Creative Non-Fiction Writing for the Rhetoric Stage
Single-semester course (Fall only). A semester-long workshop designed to introduce students to the craft and techniques of creative nonfiction. Students will explore the origins of creative nonfiction while practicing their own writing within the genre. In particular, students will read personal essays, both canonical and contemporary, that exemplify remarkable use of description, narration, characterization, openings, endings, and tension. The readings are aimed at developing the students’ own writing practice. The focus throughout is on identifying and applying specific prose techniques.

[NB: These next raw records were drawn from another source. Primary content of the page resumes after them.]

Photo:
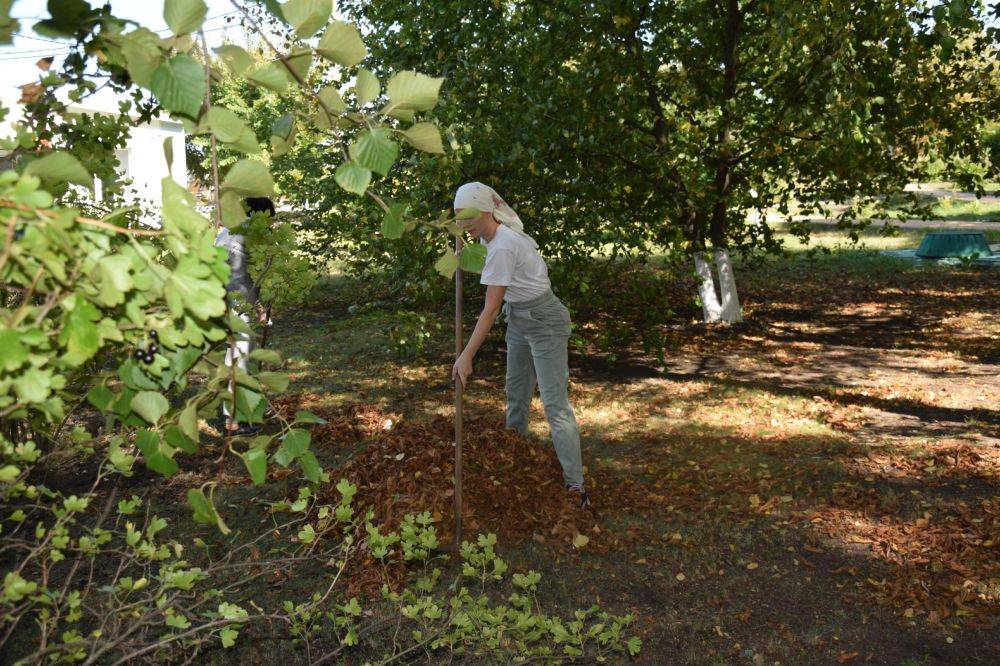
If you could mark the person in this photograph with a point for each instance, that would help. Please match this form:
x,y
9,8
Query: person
x,y
538,327
241,283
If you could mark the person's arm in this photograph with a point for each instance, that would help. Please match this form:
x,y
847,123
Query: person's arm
x,y
494,301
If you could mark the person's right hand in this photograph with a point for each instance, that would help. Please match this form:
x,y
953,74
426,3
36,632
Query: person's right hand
x,y
462,369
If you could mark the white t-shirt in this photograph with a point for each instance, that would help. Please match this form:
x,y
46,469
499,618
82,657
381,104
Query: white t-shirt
x,y
512,261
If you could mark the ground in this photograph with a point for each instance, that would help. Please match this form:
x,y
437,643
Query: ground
x,y
816,485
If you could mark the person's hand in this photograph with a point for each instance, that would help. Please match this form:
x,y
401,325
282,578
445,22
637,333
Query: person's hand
x,y
462,369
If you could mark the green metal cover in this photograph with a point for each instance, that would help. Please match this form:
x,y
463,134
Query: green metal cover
x,y
953,244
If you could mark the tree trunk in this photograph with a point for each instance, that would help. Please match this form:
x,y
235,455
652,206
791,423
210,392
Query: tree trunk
x,y
710,306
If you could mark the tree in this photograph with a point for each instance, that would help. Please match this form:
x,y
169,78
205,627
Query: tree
x,y
667,122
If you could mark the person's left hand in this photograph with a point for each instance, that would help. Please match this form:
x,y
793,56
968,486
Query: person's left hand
x,y
462,369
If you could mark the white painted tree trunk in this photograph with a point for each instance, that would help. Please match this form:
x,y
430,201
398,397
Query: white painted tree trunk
x,y
710,306
731,311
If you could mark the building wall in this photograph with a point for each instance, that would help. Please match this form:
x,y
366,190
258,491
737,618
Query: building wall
x,y
142,160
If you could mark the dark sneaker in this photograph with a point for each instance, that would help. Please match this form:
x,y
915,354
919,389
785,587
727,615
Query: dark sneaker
x,y
582,499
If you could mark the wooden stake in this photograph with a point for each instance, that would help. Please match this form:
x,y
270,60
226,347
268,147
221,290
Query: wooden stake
x,y
458,401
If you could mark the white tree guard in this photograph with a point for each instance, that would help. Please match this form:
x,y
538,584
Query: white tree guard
x,y
710,306
731,310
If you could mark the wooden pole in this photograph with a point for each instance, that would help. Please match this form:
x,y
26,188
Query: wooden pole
x,y
458,400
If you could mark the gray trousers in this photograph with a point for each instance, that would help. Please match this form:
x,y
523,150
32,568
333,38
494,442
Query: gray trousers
x,y
537,336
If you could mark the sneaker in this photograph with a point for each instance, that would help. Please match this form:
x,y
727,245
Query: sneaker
x,y
584,499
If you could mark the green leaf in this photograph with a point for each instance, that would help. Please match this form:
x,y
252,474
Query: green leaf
x,y
367,87
161,463
204,510
473,257
392,224
101,397
303,416
60,167
150,405
266,356
282,126
374,150
342,44
233,214
184,16
247,143
81,333
307,16
249,178
228,637
412,91
179,85
296,443
353,177
224,124
446,264
188,421
141,49
235,57
194,288
12,353
300,60
176,438
256,462
333,99
310,466
272,76
425,137
115,278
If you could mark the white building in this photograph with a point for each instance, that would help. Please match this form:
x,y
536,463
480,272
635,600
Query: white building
x,y
142,163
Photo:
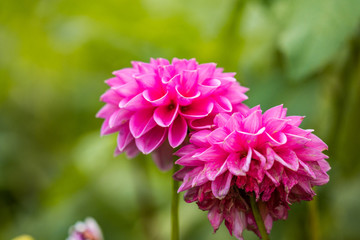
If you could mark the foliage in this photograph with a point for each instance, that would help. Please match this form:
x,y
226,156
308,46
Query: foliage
x,y
54,56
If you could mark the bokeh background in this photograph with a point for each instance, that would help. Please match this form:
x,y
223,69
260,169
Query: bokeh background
x,y
55,55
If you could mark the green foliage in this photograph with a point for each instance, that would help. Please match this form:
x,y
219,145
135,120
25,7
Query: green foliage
x,y
55,55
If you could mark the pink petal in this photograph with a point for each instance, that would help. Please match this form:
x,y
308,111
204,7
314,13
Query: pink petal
x,y
307,169
274,112
199,179
276,139
148,81
310,154
111,96
124,75
107,110
198,109
295,120
200,138
202,123
276,124
215,217
209,86
253,122
316,143
128,89
135,103
287,158
106,129
238,223
141,122
177,131
119,117
234,122
151,140
262,159
124,137
232,143
206,70
164,116
239,166
189,161
217,136
221,119
220,187
213,153
186,150
214,169
188,82
131,150
223,104
236,93
156,98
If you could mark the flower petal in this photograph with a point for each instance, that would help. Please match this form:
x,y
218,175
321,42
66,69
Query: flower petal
x,y
223,104
151,140
220,187
135,103
156,99
177,131
119,117
141,122
198,109
124,137
215,217
164,116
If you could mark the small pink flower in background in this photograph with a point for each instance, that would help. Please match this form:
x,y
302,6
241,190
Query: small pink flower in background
x,y
152,106
87,230
253,153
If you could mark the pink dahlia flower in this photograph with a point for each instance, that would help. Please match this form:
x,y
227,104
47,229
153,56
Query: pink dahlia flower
x,y
253,153
87,230
152,106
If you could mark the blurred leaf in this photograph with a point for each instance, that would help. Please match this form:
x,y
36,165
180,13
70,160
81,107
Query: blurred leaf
x,y
315,32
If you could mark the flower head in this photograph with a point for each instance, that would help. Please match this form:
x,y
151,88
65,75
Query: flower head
x,y
253,153
153,105
87,230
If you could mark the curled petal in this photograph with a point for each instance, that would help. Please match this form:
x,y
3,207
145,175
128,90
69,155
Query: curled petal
x,y
164,116
151,140
141,122
198,109
220,187
177,132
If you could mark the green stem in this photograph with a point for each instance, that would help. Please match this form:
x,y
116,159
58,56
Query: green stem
x,y
314,233
175,207
258,218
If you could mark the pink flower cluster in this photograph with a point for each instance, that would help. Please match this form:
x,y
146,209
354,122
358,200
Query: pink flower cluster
x,y
86,230
233,152
267,155
152,106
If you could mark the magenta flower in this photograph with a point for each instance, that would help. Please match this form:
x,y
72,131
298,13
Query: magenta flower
x,y
152,106
253,153
87,230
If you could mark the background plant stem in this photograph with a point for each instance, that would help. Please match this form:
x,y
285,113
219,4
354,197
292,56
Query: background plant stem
x,y
258,218
175,207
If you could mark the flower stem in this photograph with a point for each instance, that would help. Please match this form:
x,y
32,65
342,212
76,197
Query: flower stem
x,y
258,218
314,233
175,207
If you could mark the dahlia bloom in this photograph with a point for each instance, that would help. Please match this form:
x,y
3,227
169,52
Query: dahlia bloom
x,y
266,155
87,230
152,106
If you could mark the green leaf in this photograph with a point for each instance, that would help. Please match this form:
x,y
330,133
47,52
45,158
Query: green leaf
x,y
315,31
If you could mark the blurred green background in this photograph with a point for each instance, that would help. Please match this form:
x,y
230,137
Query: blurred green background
x,y
55,55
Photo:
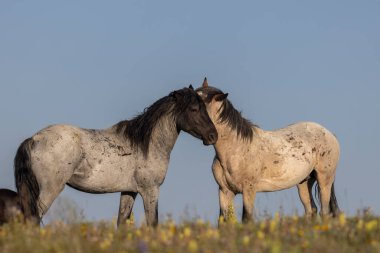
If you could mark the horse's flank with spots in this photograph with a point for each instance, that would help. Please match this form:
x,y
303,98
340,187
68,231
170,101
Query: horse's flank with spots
x,y
249,159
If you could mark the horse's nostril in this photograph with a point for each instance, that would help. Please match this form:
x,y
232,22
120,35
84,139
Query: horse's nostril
x,y
212,137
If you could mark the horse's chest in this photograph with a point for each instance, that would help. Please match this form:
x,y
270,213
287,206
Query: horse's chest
x,y
233,178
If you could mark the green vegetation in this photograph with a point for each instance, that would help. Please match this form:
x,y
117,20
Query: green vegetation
x,y
278,234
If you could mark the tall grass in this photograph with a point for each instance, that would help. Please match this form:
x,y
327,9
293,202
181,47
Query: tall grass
x,y
277,234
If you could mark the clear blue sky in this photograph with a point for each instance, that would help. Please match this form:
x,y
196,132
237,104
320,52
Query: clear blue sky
x,y
93,63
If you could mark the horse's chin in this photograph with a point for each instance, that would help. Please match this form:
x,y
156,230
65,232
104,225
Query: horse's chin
x,y
206,142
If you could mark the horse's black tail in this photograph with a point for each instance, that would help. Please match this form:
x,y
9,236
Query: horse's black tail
x,y
334,208
26,182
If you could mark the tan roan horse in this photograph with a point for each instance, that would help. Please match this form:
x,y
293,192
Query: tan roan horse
x,y
249,159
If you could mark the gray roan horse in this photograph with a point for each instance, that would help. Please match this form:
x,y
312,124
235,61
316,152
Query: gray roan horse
x,y
130,157
10,207
249,159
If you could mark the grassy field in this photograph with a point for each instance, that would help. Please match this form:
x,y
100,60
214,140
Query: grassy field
x,y
278,234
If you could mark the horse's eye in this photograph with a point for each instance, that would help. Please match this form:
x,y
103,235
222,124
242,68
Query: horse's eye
x,y
194,108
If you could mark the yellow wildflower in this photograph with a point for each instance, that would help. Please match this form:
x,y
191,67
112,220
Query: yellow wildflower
x,y
342,219
187,232
192,246
260,235
371,225
245,240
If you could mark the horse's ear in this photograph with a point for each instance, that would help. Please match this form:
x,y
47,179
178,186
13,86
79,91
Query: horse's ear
x,y
205,83
221,96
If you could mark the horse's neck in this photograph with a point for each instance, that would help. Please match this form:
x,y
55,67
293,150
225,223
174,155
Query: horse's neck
x,y
164,136
230,143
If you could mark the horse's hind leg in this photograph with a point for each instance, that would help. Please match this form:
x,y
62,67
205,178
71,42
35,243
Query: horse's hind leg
x,y
48,193
306,196
127,200
249,195
325,182
150,199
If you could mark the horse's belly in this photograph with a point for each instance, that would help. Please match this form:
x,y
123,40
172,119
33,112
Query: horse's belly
x,y
104,177
283,178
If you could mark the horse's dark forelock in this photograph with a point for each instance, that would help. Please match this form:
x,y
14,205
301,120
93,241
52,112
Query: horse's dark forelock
x,y
139,129
228,114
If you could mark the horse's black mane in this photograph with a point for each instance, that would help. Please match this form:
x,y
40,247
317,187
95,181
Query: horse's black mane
x,y
230,115
139,129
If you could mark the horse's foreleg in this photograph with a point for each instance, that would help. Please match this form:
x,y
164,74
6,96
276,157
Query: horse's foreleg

Study Skills for the Logic Stage
Single-semester course. This course will provide direct instruction in such basic academic skills as close reading, note-taking, material review, and quiz and test preparation. The course will also emphasize study routines, strategies for meeting deadlines, personal organization, filing and storage of academic materials, and time management.
Study Skills with Introduction to Online Learning
Summer course. This course will cover the basics of successfully participating in and completing an online class. We will cover navigating the online classroom environment, engaging in productive online discussions, and computer literacy. The course will also emphasize note taking, time management, meeting deadlines, study strategies, and personal organization skills that can be applied in all class settings.
Life Skills for the Young Adult
Single-semester course (Spring). Life Skills for the Young Adult will serve as an introduction to the knowledge every young adult will need to successfully navigate the world. The foundation of the course is a focus on sound personal finance practices, combined with the ability to intentionally set personal and financial goals, and how to evaluate and achieve those goals on a daily, weekly, monthly, and yearly basis.
Kinesiology & Nutrition II: Nutrition and Healthy Choices for the Active Student
Single-semester course (Spring only). In Kinesiology & Nutrition II: Nutrition and Healthy Choices for the Active Student, students will examine the basic of nutrition, including the recommended dietary guidelines; selection, preparation, and serving of nutritious foods; building a strong foundation of lifelong nutrition; and the pitfalls of fad diets and other shortcuts that appear under the guise of nutrition.